Nevertheless, a critical near-term constraint has developed in the form of takeaway capacity (aka pipes to transport crude to the Gulf Coast or other key hubs like Cushing, OK).  The lack of such infrastructure means that the Permian’s ability to move oil through pipes may fall short of expected production by 300,000 – 400,000 barrels per day by the end of this year and undershoot theoretical production by as much as 750,000 barrels by late 2019.  Given the improbability for such a large amount to be transported by rail or truck, this would result in a significant amount of oil that is “stranded” in-basin.

As a logical consequence, a significant price discount for Midland (i.e., Permian) crude versus that priced at Cushing has recently developed, as well as an even larger discount to the waterborne price at the US Gulf Coast.  As shown in the chart below, the Midland-Cushing price differential has fallen from a range of +$2/bbl to ($2)/bbl in recent years to a range of $(6)/bbl to $(12)/bbl over the past few months.  Moreover, many analysts expect the discount to remain wide, given a prolonged shortage of pipes and the high costs to move oil by other means (estimated $12/bbl to the Gulf Coast by rail and $15+/bbl by truck).
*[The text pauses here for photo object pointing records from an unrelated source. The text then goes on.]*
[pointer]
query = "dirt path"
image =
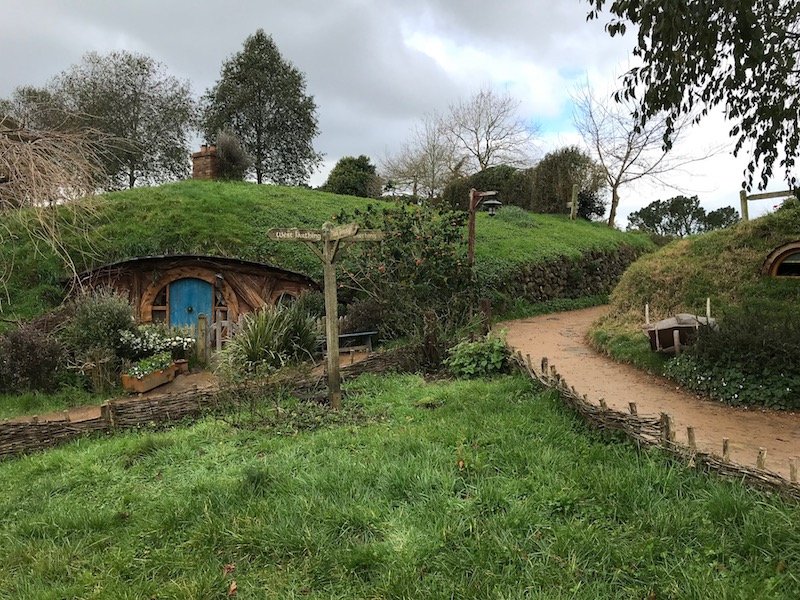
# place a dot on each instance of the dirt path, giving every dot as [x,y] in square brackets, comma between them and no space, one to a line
[561,338]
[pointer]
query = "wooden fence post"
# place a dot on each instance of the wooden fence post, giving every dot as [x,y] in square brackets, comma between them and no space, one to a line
[692,442]
[666,426]
[743,202]
[202,338]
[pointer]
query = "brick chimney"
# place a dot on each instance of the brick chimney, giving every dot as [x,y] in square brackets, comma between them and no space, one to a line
[204,163]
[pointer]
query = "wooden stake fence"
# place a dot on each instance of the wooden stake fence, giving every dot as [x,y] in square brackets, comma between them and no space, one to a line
[660,431]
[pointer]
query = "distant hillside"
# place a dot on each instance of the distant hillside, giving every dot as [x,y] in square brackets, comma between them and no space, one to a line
[231,219]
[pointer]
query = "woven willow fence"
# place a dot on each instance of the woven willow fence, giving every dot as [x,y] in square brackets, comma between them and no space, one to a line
[647,430]
[29,436]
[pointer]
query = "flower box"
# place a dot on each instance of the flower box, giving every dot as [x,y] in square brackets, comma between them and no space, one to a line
[149,381]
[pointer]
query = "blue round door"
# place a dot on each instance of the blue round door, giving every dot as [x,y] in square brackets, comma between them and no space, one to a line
[189,298]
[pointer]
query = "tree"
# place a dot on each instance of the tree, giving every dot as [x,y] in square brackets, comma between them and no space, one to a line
[426,163]
[514,186]
[233,161]
[741,54]
[147,114]
[354,177]
[42,173]
[626,149]
[261,98]
[721,218]
[680,216]
[555,175]
[487,131]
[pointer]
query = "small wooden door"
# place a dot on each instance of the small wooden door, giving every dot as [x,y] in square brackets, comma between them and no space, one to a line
[189,298]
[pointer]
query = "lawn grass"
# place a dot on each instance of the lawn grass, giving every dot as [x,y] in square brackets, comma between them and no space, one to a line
[521,308]
[450,490]
[39,403]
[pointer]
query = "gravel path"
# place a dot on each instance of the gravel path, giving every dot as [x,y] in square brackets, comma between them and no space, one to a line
[562,338]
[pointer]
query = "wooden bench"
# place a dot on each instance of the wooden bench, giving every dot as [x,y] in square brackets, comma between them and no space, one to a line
[349,342]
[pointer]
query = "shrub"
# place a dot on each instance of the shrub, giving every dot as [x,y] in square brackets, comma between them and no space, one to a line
[151,364]
[98,319]
[483,358]
[29,360]
[267,340]
[753,359]
[152,338]
[232,159]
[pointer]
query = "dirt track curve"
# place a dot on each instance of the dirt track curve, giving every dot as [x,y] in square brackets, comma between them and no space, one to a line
[562,338]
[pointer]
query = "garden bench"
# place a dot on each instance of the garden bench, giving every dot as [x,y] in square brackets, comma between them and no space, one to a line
[350,341]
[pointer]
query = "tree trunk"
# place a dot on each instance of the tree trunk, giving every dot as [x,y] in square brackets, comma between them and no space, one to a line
[612,215]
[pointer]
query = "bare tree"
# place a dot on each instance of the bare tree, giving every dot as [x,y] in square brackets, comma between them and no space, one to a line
[626,149]
[487,130]
[427,162]
[42,173]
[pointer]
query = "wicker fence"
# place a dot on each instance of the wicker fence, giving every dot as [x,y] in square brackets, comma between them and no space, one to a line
[658,431]
[25,437]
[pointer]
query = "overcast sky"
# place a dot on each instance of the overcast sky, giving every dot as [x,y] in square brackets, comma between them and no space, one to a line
[374,67]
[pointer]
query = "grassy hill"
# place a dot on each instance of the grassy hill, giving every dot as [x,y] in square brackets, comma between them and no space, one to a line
[231,219]
[758,313]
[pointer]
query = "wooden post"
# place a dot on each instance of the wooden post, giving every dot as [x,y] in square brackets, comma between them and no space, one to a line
[669,427]
[761,460]
[331,238]
[743,202]
[202,338]
[665,429]
[486,315]
[573,209]
[473,206]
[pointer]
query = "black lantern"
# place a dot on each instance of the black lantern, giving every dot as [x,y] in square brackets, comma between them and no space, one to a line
[491,205]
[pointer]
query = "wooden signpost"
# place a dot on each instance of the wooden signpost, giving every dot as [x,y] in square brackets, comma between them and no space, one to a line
[332,238]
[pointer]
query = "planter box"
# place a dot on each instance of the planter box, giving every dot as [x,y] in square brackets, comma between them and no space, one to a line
[148,382]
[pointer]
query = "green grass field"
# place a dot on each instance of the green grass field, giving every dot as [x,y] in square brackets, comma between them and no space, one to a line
[231,219]
[429,490]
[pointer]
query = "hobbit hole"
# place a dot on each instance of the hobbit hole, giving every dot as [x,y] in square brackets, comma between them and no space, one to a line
[784,261]
[176,289]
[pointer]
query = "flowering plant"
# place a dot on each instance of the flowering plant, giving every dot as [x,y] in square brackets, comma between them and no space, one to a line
[151,339]
[151,364]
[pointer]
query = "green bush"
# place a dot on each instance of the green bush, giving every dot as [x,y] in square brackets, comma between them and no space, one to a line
[753,359]
[30,360]
[99,318]
[486,357]
[419,267]
[267,340]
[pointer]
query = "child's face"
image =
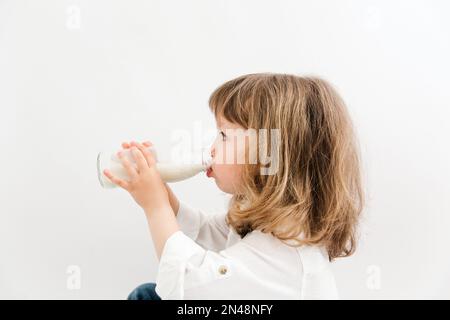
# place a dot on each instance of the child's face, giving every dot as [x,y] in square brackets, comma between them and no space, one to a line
[226,173]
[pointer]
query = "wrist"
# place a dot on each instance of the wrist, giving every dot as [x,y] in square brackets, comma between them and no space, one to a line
[157,209]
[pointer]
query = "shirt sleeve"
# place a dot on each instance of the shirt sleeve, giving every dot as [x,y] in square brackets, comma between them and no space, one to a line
[210,231]
[183,264]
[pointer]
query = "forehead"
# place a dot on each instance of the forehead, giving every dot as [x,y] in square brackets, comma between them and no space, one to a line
[223,123]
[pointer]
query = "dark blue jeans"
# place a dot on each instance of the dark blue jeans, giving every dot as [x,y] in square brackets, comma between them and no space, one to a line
[145,291]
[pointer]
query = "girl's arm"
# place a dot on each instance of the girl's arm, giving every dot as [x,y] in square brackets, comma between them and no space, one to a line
[174,203]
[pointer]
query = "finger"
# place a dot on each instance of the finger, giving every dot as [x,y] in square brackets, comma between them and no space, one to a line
[140,159]
[129,168]
[147,154]
[121,183]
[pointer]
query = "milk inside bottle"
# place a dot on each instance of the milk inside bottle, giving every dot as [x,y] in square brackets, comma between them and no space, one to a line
[170,171]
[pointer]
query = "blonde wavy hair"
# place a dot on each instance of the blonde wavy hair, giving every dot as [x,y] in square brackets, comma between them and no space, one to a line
[315,197]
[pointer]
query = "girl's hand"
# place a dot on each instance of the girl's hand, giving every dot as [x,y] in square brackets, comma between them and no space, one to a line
[145,185]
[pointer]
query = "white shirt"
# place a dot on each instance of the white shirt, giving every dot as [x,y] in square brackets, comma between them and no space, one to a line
[208,260]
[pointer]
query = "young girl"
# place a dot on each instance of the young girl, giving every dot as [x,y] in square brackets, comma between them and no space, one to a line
[283,226]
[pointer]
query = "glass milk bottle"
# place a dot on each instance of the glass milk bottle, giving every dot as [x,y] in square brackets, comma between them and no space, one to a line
[170,171]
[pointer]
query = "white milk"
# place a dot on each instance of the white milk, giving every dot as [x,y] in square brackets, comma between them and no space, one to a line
[170,172]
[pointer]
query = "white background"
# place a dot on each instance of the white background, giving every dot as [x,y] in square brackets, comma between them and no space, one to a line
[81,76]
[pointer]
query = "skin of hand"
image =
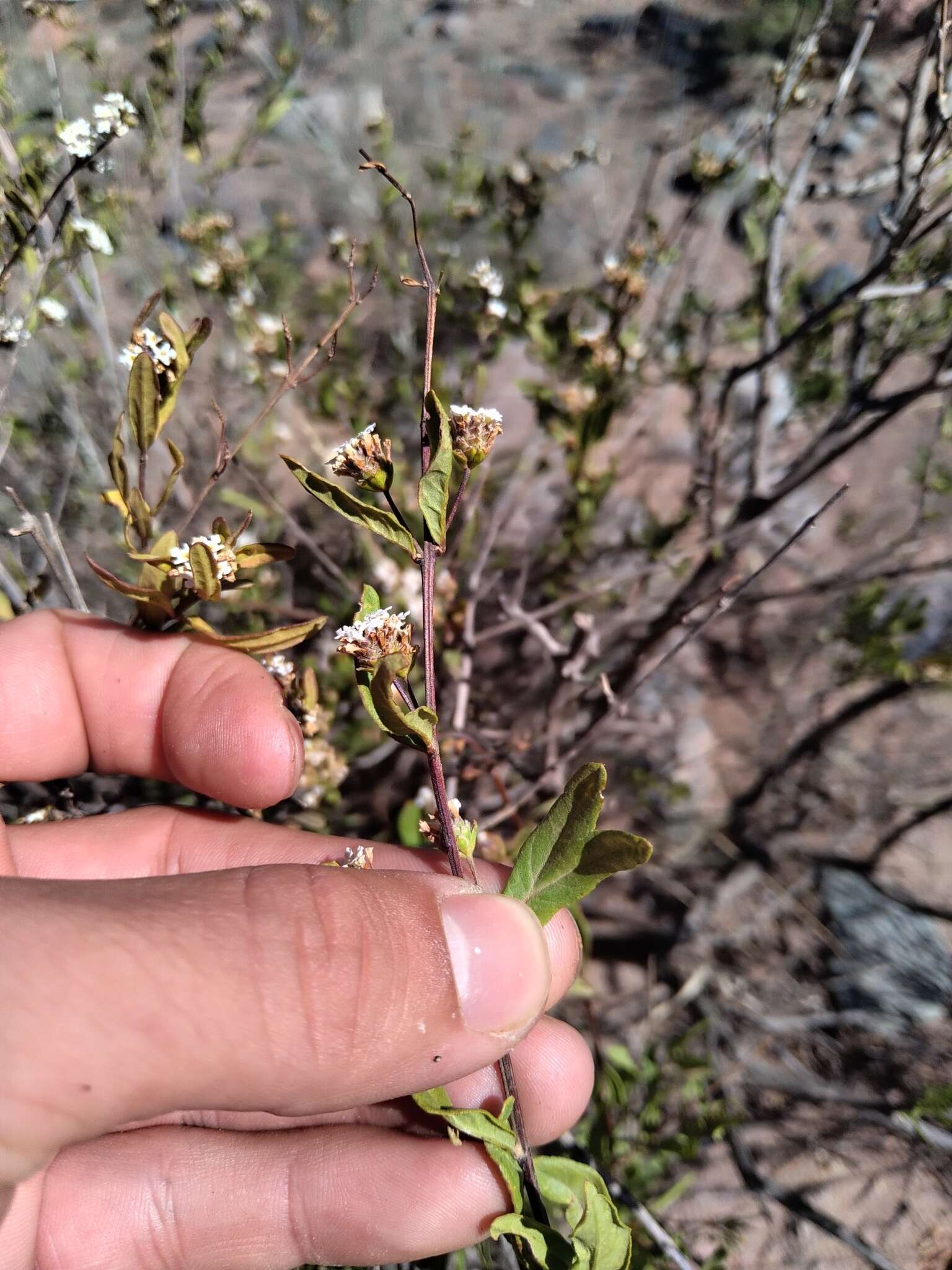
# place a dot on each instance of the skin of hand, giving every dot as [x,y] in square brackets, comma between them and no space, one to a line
[207,1041]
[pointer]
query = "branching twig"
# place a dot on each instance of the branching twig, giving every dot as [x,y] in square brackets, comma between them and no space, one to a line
[294,379]
[795,1203]
[43,533]
[428,575]
[617,704]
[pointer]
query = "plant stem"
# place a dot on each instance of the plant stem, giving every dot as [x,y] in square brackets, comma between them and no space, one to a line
[428,572]
[457,500]
[395,510]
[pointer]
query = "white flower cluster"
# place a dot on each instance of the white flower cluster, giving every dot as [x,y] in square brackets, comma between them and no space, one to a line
[359,859]
[280,666]
[76,138]
[467,414]
[112,117]
[148,342]
[115,116]
[208,275]
[474,432]
[488,278]
[52,310]
[94,234]
[351,445]
[243,299]
[375,637]
[12,331]
[225,559]
[381,619]
[254,11]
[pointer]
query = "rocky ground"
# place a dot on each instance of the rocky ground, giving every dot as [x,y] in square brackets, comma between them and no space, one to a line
[787,954]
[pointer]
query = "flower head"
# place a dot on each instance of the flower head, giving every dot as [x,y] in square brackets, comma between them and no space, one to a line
[464,831]
[52,310]
[474,432]
[224,556]
[488,278]
[146,340]
[76,138]
[115,116]
[281,666]
[375,637]
[208,275]
[359,859]
[364,459]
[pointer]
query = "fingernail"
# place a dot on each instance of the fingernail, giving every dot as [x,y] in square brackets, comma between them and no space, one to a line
[500,961]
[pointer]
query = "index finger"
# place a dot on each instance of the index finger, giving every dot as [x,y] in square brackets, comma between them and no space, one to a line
[82,693]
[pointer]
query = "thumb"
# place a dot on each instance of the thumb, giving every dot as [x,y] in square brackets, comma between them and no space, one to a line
[291,988]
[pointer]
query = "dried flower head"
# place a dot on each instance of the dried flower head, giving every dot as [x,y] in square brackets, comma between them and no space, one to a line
[145,340]
[76,138]
[280,666]
[52,310]
[12,331]
[208,273]
[465,831]
[474,432]
[224,556]
[375,637]
[115,116]
[488,278]
[359,859]
[364,459]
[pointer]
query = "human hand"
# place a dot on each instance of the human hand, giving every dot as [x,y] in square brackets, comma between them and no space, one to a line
[161,963]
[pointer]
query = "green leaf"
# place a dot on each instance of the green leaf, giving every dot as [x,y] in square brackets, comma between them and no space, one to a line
[551,853]
[205,572]
[257,554]
[412,728]
[151,595]
[174,334]
[369,603]
[603,1232]
[509,1171]
[260,642]
[434,484]
[152,578]
[562,1181]
[472,1122]
[547,1248]
[143,402]
[610,853]
[339,500]
[117,464]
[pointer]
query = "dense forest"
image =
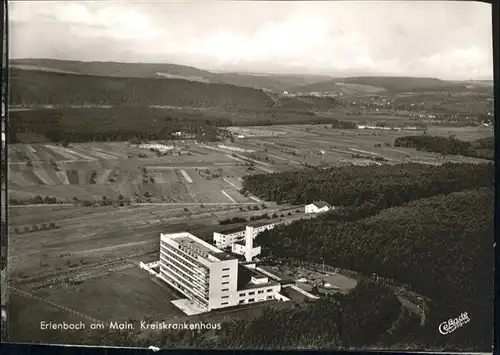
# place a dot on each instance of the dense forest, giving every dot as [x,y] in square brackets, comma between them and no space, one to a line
[440,246]
[369,188]
[482,148]
[112,124]
[30,88]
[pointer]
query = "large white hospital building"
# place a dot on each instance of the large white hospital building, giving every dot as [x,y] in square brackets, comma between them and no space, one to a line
[210,277]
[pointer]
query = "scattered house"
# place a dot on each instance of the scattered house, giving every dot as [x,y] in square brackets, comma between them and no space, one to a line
[318,207]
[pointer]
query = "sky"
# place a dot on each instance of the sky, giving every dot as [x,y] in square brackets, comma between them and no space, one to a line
[442,39]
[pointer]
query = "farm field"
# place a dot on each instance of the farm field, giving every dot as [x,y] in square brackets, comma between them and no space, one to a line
[93,170]
[96,251]
[314,145]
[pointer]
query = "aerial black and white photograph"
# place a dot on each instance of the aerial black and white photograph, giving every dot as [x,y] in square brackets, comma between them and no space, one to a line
[251,174]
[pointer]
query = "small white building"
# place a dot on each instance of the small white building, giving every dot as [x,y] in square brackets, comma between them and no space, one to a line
[318,207]
[246,248]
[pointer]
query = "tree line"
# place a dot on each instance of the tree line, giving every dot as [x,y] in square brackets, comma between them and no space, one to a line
[358,319]
[29,87]
[482,148]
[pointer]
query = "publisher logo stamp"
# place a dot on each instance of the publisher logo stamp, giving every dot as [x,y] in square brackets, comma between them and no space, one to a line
[453,324]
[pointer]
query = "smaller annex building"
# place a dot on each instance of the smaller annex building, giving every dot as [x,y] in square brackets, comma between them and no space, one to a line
[210,278]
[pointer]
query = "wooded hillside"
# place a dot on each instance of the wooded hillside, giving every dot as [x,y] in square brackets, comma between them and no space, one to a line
[30,87]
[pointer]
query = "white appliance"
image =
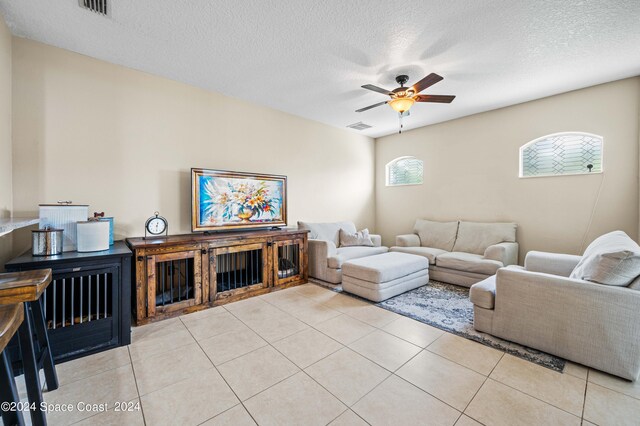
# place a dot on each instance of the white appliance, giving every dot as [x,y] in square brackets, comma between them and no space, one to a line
[93,235]
[64,215]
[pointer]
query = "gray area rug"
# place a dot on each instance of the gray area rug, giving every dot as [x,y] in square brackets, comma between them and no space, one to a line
[447,307]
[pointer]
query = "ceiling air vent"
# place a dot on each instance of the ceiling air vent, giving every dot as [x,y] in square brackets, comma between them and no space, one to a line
[359,126]
[97,6]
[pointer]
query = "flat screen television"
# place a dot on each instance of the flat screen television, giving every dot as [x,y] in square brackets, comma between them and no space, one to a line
[223,200]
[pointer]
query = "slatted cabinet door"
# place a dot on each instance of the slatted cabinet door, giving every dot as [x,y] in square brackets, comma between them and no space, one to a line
[174,281]
[288,257]
[239,270]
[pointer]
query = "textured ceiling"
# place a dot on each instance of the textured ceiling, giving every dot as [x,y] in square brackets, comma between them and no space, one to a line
[310,57]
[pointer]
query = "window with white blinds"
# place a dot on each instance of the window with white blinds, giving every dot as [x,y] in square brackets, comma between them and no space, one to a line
[404,171]
[569,153]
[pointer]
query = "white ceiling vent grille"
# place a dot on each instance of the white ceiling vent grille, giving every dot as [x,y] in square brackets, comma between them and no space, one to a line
[97,6]
[359,126]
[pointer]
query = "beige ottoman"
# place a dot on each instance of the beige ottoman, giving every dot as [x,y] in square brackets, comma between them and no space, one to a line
[384,275]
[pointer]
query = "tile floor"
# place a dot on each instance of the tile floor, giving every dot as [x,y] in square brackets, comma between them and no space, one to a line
[307,356]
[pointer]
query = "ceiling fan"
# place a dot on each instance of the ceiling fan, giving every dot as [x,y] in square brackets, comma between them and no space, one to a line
[403,98]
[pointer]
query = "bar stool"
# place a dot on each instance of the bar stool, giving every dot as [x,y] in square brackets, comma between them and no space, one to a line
[11,317]
[27,287]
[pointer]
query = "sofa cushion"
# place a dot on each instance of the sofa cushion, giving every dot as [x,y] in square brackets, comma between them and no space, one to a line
[475,237]
[347,253]
[429,252]
[360,238]
[384,267]
[611,259]
[440,235]
[327,231]
[483,293]
[635,284]
[468,262]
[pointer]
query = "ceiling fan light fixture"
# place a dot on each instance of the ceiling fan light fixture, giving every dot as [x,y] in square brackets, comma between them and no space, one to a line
[401,104]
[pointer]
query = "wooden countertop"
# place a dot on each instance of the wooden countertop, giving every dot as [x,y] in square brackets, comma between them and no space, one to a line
[25,286]
[137,243]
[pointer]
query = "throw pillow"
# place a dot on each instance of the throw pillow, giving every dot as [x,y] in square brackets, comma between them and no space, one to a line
[611,259]
[360,238]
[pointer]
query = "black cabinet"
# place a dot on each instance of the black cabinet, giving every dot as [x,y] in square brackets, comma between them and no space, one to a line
[88,303]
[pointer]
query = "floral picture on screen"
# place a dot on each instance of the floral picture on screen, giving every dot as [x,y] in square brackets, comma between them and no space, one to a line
[225,200]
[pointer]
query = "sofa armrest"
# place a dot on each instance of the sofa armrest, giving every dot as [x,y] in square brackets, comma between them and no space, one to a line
[551,263]
[376,239]
[319,253]
[507,253]
[408,240]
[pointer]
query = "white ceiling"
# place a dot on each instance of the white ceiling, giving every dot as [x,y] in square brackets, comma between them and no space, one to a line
[309,57]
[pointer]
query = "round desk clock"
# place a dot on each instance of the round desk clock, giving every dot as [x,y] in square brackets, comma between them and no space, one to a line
[156,225]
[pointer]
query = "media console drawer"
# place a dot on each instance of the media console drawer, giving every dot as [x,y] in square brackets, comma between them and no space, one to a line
[185,273]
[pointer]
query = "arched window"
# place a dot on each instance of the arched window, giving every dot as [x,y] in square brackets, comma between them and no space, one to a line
[404,171]
[567,153]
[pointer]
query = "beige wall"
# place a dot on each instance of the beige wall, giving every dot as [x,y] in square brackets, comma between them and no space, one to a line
[5,138]
[124,141]
[471,171]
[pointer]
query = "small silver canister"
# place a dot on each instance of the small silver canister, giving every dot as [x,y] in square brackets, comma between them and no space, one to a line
[46,242]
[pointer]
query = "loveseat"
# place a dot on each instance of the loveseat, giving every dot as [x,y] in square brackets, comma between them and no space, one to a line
[326,255]
[582,308]
[460,252]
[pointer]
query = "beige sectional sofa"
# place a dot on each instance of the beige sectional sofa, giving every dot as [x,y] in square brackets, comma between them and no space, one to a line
[325,254]
[583,308]
[460,252]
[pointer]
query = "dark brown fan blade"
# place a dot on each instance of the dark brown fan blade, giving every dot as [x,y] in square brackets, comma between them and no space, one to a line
[443,99]
[376,89]
[428,81]
[371,106]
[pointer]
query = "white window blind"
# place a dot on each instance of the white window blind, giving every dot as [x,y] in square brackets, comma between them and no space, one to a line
[405,171]
[562,154]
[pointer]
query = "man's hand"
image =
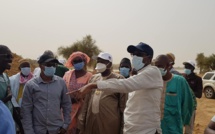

The takeaway issue and resulting blow-out in price differentials has created a scenario of “Haves” and “Have Nots” within US oil producers and oilfield service providers.  For producers, the “Haves” are those who have largely hedged their oil production (granted, many have hedged ’18 production, but few hedges for ’19 currently exist) or those who have secured Firm Transport (FT) on major existing pipelines leaving the Permian.  In the latter case, producers are able to realize the price at the point of delivery, minus the transport cost (typically $2/bbl to $4/bbl via pipeline).  Separately, for many service companies, the concern is that the lower in-basin oil price will reduce well completion activity (e.g., pressure pumping), lowering the rates they receive for their services.  This also would likely negatively impact producers of completion-related equipment.

Meaningful relief to the Permian takeaway issue should come in the 2H 2019, when midstream companies have planned for the start-up of key long-haul pipelines, such as EPIC (2H 2019), Gray Oak (late 2019), and Cactus II (early 2020).  At that point, we would expect in-basin price differentials to more resemble historic levels.

To us, the recent negative stock performance of many Permian-focused E&Ps and service companies seems overly severe and particularly short sighted.  Counter to the current negative sentiment toward such equities, we would make the following points supporting investments in companies with large exposure to the Permian:

1. The takeaway constraint is a relatively short-term issue that does not diminish the long-term attractiveness and potential of the Permian Basin. As previously mentioned, we believe the Permian’s chocolate layer cake-like, multi-zone geology (“stacked pay”) positions it as the primary driver for US oil production growth.  It is this structure that provides for the vastness of reserves for many Permian producers, as well as the well efficiencies through production techniques like cube development (simultaneously fracturing multiple wells to optimize ultimate recovery) and multi-well pad drilling.  With such an abundance of reserves, the Permian has often been referred to as the “Saudi Arabia of US oil basins,” an analogy that we believe is well supported.

2. A decrease in near-term cash flows from lower in-basin prices and reduced production growth rates should have only a small impact on DCF valuations for most companies impacted. Although companies without established FT on existing pipelines will likely experience a hit to near-term cash flow, the value of their unaffected outer years cash flows should still represent the bulk of their firm value.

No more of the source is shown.